- Gij zult hier rust vinden, Moeder, in Babylon, na zoo lange omzwerving met ons mede, tusschen alle oorlogsverschrikking
- Ik verblijd mij, o mijn Zoon, over deze gelukkige pooze: moge zij door durende vrede worden gevolgd.
- Niets zoû mij dierbaarder zijn.
- Zoo gij wilt, zal ik boodschappers zenden naar mijn zoon. Men zegt, Dareios is te Ekbátana.
- Daar is hij. Zekerlijk, zend uw boodschappers. Ik weet hoe gij als ik, als wij allen, smacht naar een gelukkige vrede. Ik zoû Dareios mijn broeder willen noemen.

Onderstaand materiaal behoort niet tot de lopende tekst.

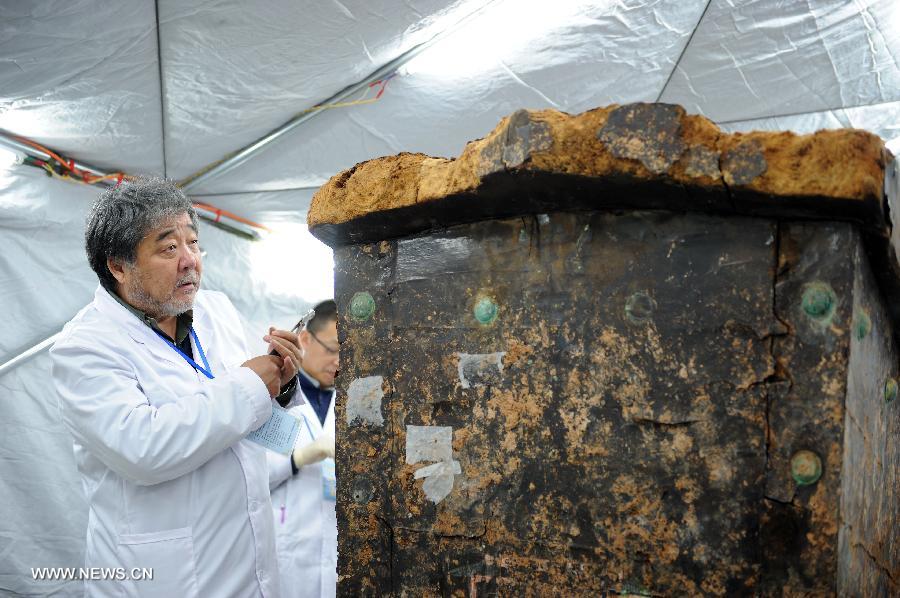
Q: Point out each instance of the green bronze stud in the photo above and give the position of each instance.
(485, 310)
(819, 301)
(890, 390)
(806, 467)
(362, 306)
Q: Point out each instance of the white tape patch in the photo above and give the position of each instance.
(364, 401)
(435, 444)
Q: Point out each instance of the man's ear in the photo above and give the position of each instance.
(117, 269)
(303, 339)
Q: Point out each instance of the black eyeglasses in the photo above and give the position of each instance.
(328, 349)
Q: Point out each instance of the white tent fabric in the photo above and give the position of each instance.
(171, 86)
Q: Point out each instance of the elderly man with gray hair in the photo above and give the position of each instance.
(156, 385)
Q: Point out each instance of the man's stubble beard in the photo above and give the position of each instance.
(169, 307)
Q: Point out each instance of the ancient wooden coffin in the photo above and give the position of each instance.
(618, 353)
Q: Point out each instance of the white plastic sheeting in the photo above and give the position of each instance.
(170, 86)
(81, 77)
(459, 88)
(234, 71)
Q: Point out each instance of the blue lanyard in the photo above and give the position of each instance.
(207, 371)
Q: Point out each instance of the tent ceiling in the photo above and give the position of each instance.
(234, 71)
(84, 76)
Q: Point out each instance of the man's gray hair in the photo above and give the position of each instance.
(123, 215)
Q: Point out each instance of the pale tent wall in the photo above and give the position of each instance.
(168, 87)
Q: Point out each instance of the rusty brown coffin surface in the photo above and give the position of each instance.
(618, 353)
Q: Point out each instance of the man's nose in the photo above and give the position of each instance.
(189, 259)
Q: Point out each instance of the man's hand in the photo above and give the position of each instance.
(268, 368)
(287, 345)
(320, 448)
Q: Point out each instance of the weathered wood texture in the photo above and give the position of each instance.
(626, 395)
(620, 352)
(869, 547)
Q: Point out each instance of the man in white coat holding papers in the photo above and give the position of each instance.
(158, 390)
(303, 485)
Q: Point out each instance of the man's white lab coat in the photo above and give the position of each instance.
(305, 521)
(171, 486)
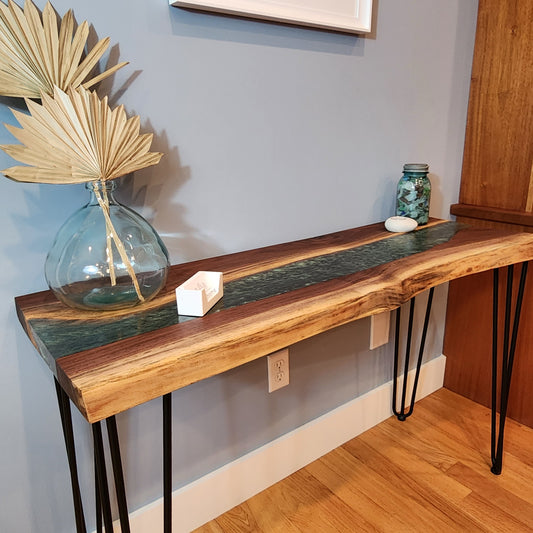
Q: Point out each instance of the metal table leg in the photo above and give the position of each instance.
(507, 359)
(101, 478)
(66, 423)
(167, 463)
(401, 413)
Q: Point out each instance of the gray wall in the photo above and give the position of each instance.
(271, 133)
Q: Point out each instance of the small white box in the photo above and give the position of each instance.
(199, 293)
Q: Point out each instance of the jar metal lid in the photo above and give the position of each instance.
(416, 167)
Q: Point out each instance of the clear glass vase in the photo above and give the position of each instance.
(106, 256)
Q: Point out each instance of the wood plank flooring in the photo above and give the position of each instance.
(428, 474)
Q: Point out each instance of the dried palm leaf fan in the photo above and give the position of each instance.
(75, 137)
(37, 53)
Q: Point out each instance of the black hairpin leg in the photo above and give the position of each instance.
(101, 478)
(508, 353)
(118, 474)
(401, 414)
(167, 463)
(66, 423)
(103, 504)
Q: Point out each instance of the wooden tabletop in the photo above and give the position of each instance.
(275, 296)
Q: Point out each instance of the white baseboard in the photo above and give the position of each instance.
(217, 492)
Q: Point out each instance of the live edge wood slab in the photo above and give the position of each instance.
(273, 297)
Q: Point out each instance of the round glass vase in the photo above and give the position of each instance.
(414, 193)
(106, 256)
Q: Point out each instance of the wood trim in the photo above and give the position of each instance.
(494, 214)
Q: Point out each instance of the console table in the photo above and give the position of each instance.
(106, 363)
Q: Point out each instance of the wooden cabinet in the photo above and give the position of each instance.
(496, 191)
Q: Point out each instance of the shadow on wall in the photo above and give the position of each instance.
(151, 193)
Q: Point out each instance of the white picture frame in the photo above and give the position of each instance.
(351, 16)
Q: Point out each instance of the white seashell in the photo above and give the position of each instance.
(400, 224)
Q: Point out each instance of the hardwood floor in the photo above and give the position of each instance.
(428, 474)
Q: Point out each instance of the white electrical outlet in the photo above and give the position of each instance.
(379, 329)
(278, 369)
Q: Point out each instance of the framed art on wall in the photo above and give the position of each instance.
(351, 16)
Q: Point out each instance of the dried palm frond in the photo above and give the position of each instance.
(75, 137)
(37, 54)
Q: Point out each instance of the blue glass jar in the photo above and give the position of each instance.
(414, 193)
(106, 256)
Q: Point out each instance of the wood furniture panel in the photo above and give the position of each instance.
(498, 154)
(134, 361)
(496, 189)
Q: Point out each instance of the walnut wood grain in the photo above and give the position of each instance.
(498, 154)
(112, 378)
(494, 214)
(467, 337)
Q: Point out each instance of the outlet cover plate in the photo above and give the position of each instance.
(278, 369)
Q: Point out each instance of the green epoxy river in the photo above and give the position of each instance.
(60, 338)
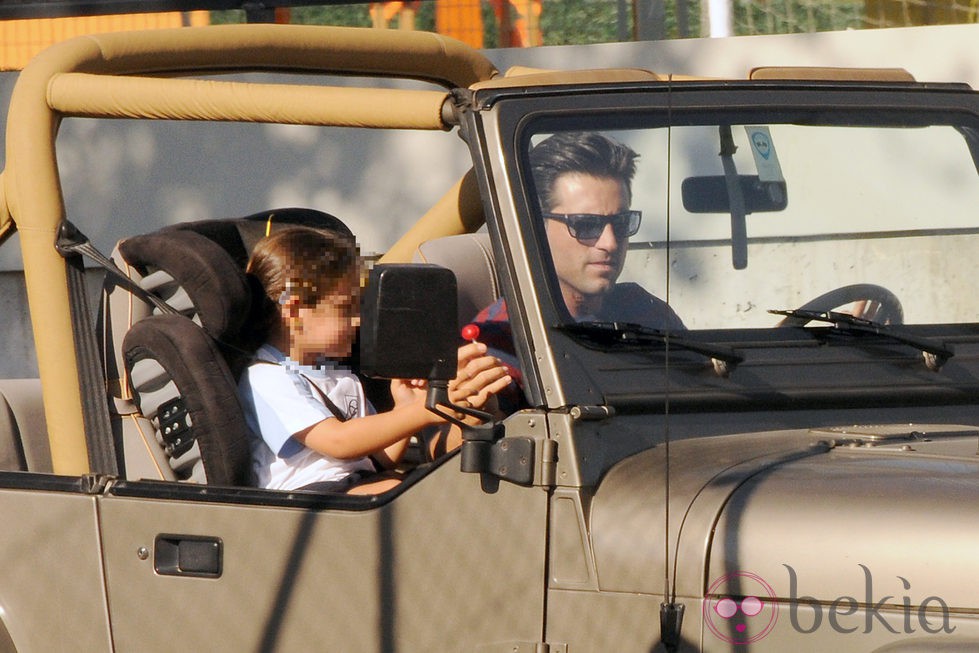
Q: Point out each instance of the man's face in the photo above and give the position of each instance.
(586, 269)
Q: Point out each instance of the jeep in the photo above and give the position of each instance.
(794, 469)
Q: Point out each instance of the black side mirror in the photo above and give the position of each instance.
(710, 194)
(408, 323)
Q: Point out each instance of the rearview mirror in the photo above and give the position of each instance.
(710, 194)
(408, 323)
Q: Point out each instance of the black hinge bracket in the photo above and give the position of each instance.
(486, 451)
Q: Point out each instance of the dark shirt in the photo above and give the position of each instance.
(627, 302)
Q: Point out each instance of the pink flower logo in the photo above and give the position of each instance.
(746, 610)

- Reeds twee jaren gingen voorbij, sedert gij kwaamt, Alexandros. Vele wreede dingen wijzigden hunne omtrekken en wie wijs is, waardeert wijzigingen, die verzachtten wat zoo wreed was. Hoe zoû het anders kunnen dan dat wij u hadden lief gekregen, niettegenstaande gij mijn zoon zijn rijk ontnaamt
- Ik zoû het willen beheerschen met hem.
- Vergeef het hem, zoo het moeilijk hem is dadelijk te beseffen uwe edelmoedigheid. Zijn trots is gefnuikt maar hij vergete daarbij nooit, dat hij een zwakke ziel is. Zoo gij hem duldt te heerschen met u, zij het ònder u: naast u niet.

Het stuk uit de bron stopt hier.